Twee keer is ze op een haar na ontkomen aan de Israëlische bommen op Gaza. Ze schrijft een gedicht over de gedachte onder het puin te belanden. Met haar ouders en vier zussen verbleef ze een tijdje in het huis van familie in Khan Younis, tot daar ook een invasie volgde. Op een van de – zeldzame – gekleurde tekeningen liggen ze dicht naast elkaar op matrassen op de grond.
Het gezin is intussen verspreid geraakt. Een zus zit in een Athene, een andere zat eerst in Rafah in het uiterste zuiden van Gaza, en nu in Khan Younis. De rest is sinds eind februari in Egypte, na betaling van duizenden dollars aan het toeristenkantoor Hala, waarmee ze op een lijst kwamen in Rafah.
In Gaza-Stad hadden ze een huis en een tuin, met fruit- en notenbomen. Hun hond Lucky verdween op een dag in Gaza-Stad. De witgrijze kat Zaatar nam ze mee, steeds als ze gedwongen waren te vluchten. In Rafah moest ze hem uiteindelijk, voor vertrek naar Egypte, achterlaten. „Ik weet zeker dat hij nog ergens leeft.”
Op een tekening van haar huis in Gaza-Stad zitten Lucky en Zaatar op het dak. Zwarte, gezichtloze figuren dragen het volledige gebouw op hun armen. „Ik wou dat mijn huis zo makkelijk te evacueren was. Ik wenste dat mijn huis in zijn geheel in één tas gedragen kon worden”, vermeldt het onderschrift.
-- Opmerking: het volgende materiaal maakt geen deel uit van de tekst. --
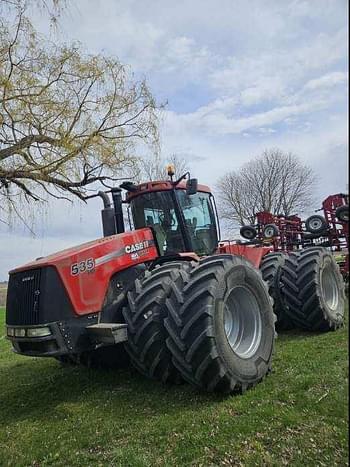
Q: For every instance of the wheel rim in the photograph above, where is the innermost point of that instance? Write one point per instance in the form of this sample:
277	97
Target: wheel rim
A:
269	232
329	288
316	224
242	322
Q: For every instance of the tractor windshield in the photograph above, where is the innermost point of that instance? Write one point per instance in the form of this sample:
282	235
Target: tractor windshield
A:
199	219
184	223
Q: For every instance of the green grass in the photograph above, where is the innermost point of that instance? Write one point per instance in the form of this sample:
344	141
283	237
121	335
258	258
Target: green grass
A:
50	415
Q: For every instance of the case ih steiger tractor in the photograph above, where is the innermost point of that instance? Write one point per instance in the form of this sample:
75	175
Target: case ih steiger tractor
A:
181	303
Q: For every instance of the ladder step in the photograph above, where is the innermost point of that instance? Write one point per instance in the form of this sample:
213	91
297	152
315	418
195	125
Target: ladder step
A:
108	333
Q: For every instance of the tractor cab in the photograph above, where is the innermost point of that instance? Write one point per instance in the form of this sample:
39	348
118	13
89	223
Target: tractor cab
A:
182	219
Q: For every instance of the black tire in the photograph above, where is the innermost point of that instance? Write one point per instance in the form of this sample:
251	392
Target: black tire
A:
271	231
248	232
342	213
144	316
271	269
314	290
196	325
316	224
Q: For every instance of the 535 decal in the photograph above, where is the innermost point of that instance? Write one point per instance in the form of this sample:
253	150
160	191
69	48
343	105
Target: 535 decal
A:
86	265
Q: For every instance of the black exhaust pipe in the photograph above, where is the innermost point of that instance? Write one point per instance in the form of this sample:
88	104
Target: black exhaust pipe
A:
107	214
118	209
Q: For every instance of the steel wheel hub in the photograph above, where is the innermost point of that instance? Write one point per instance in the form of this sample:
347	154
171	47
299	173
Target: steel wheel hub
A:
242	322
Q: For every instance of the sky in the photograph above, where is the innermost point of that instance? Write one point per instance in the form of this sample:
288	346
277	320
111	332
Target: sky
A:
238	77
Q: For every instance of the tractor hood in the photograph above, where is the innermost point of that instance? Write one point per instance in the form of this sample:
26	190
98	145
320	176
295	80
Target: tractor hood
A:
85	270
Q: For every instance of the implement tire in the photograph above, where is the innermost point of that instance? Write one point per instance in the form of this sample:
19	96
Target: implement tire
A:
271	269
144	316
221	325
314	290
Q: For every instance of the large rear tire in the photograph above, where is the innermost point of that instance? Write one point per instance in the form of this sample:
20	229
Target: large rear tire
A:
271	269
314	290
144	316
221	327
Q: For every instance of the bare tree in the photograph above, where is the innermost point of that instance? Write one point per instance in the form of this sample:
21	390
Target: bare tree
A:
275	181
154	167
67	119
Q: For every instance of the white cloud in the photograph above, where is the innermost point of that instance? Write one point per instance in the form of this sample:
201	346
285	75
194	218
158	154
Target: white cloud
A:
328	80
253	76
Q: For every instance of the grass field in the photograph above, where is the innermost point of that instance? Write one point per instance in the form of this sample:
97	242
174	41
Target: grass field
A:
50	415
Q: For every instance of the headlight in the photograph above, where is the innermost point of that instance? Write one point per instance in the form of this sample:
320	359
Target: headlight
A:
39	332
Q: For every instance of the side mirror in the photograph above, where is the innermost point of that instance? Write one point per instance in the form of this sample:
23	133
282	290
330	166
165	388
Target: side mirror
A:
191	186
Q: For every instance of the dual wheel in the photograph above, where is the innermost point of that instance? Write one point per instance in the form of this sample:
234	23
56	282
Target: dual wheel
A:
308	289
210	323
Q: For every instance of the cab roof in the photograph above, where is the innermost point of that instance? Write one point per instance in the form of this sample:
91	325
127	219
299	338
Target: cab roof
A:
162	185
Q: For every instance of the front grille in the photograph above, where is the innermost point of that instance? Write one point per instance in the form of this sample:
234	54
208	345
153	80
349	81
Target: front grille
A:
23	296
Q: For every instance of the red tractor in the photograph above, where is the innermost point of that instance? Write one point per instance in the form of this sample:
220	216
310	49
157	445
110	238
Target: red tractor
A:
180	302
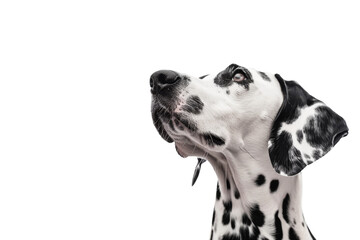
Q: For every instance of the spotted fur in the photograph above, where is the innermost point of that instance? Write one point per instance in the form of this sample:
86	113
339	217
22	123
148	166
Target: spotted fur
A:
227	118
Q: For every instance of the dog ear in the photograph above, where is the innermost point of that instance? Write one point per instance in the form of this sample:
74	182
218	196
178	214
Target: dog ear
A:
304	130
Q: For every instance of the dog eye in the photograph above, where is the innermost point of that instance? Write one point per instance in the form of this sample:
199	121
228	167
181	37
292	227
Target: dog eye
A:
238	77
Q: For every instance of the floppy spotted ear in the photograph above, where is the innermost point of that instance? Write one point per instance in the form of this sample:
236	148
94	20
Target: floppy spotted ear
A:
304	130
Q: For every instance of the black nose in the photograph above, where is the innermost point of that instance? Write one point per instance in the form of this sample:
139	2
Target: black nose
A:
163	79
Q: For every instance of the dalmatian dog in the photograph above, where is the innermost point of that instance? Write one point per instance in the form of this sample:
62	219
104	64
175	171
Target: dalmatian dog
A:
258	132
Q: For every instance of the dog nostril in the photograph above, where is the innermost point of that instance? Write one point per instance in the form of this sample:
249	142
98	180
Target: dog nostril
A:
163	79
151	82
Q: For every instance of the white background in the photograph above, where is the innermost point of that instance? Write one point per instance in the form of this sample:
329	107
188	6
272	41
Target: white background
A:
79	156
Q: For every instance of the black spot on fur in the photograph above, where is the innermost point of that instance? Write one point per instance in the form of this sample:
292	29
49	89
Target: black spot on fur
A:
312	236
227	184
244	233
264	76
260	180
278	234
293	235
316	154
255	233
212	139
225	78
171	124
257	216
324	128
274	184
229	236
299	135
237	194
280	157
320	130
233	223
285	207
193	105
227	211
246	220
218	193
213	219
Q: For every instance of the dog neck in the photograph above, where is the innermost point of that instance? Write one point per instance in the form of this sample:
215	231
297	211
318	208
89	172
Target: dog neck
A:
255	202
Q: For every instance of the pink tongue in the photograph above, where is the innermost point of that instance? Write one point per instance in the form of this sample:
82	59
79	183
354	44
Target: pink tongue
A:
197	170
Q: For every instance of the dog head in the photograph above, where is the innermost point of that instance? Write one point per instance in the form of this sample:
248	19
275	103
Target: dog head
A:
240	109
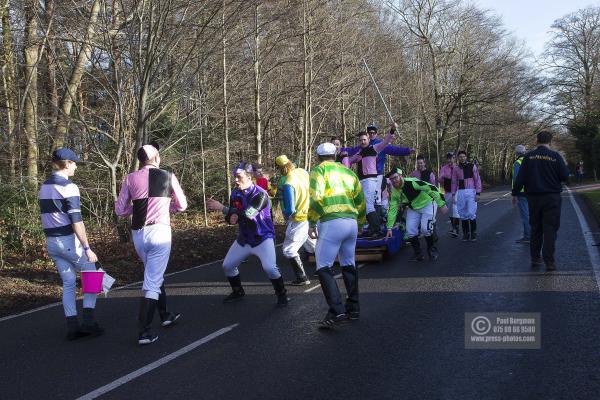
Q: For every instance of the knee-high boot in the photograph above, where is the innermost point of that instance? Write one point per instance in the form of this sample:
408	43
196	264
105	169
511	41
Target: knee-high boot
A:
301	278
473	224
145	317
416	245
466	229
331	291
280	291
350	275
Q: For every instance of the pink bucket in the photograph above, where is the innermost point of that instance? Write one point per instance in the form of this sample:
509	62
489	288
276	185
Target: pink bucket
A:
91	281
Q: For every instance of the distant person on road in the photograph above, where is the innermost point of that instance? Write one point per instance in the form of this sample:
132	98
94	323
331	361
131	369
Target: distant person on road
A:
66	239
520	199
423	200
579	172
466	189
150	195
341	155
423	172
445	178
337	204
249	208
541	174
295	211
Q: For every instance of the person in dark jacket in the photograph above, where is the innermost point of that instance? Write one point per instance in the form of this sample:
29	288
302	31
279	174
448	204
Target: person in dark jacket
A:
541	174
520	199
Ze houdt meer van dieren dan van mensen, zegt ze. Ze praat veel en snel. Ook haar zus sluit even aan in City Stars en vertrekt daarna weer. Morgen gaan ze een dag naar Ain Sokhna, een badplaats op een uur rijden van Caïro, en ze moeten nog inpakken. Amal neemt haar tekenblok mee. „Ik ga gewoon werken.”
Ze schrijft haar dagboek in het Engels; een enkel onderschrift is in het Arabisch. Dat heeft niet zozeer te maken met haar lezerspubliek, als wel dat ze Engels studeerde. De teksten bij de tekeningen geven uitdrukking aan permanente angst en vervreemding, zijn nu en dan bijtend, en tonen de absurditeit van de oorlog.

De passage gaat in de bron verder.